The WHO warns of a coming wave of very real mental health conditions made worse by our current reality of lockdown as well as being a low resourced country with few health facilities.
I still vividly remember the weekend before the lockdown, people went on a shopping spree, buying all types of food stuffs and beverages. Some even bragged that they have stocked enough alcohol to last them a month, others hired or downloaded movies, while others collected recipes of all kinds of dishes. We all had a plan, but the plan was just for three weeks or a month at most. Its now five months later, no more talk about stoking beer, cookbooks, exercising manuals etc., we now live by the day. What is now keeping us going is hope.
The lockdown has stretched our mental strength and If we are going to make it through this difficult time with our psychological wellbeing intact, we are going to need mental and emotional stamina in order to have enough stores of this important resource. Already the rate of reported cases of Gender Based Violence (GBV) has increased, divorce rates are on the increase too and not mentioning the trauma and common mental health disorders (CMD) caused by job loss or loss of income for those informally employed.
We need to keep focused. Like I said, this is a marathon and the pandemic is now getting worse with each day making it difficult for the government to consider lifting the lockdown restrictions. For us to go through this we all need to get intentional about setting appropriate limits in certain areas of our lives and being proactive about our emotional and intellectual wellbeing.
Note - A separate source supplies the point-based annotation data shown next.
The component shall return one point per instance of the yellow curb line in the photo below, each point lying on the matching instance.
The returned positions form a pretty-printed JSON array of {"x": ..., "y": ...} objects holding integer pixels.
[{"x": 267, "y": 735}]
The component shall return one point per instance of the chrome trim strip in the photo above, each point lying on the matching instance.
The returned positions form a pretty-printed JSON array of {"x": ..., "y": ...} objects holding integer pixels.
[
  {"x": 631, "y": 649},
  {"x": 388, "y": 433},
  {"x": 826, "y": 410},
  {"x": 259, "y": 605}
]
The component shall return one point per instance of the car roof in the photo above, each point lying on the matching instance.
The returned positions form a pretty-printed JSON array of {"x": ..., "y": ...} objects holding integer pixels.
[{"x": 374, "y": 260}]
The disruption to our daily routines has left many of us in a spin. Having to decide how-to live-in lockdown, and with little guidance on the best way to do it, is mentally exhausting. Whether schooling children at home or facing many months living alone, lockdown has proven to be challenging for large numbers of people. At the beginning of April, a lot of people were in favour of lockdown measures being prioritised to protect health rather than the economy.
Now it’s the very same people who are saying they cannot cope well with a lockdown especially now that it has become stricter with the rising cases of local infections and deaths. More recent observations, however, suggests that adherence to lockdown measures has begun to wane even though restrictions were not eased. Clearly, the lockdown has tested people’s patience to the limit.
If you do not feel like taking continuous work calls, helping children with home schooling, not exercising anymore, or do anything for that matter, you may be suffering from what the experts call ‘lockdown fatigue’. Just like a car, if not driven, runs out of battery, humans face fatigue if they do not move around. It’s mental fatigue and not physical fatigue.
Stress is toxic and is plentiful when we feel out of control. There is such a thing as optimal stress which helps us stay engaged and motivated and drives us to perform. Burn out, fatigue, and hopelessness, however, can result when stress is too intense or prolonged.
Some helpful home remedy tips to stay mentally healthy may include; getting serious about apportioning your living spaces for work, rest, and play, it is important for managing stress. Similarly, the creation of clear and consistent boundaries regarding the amount of time you spend working is crucial. When everything is mixed, you tend to work more than you might otherwise, and your work is also constantly with you. This is true of school as well.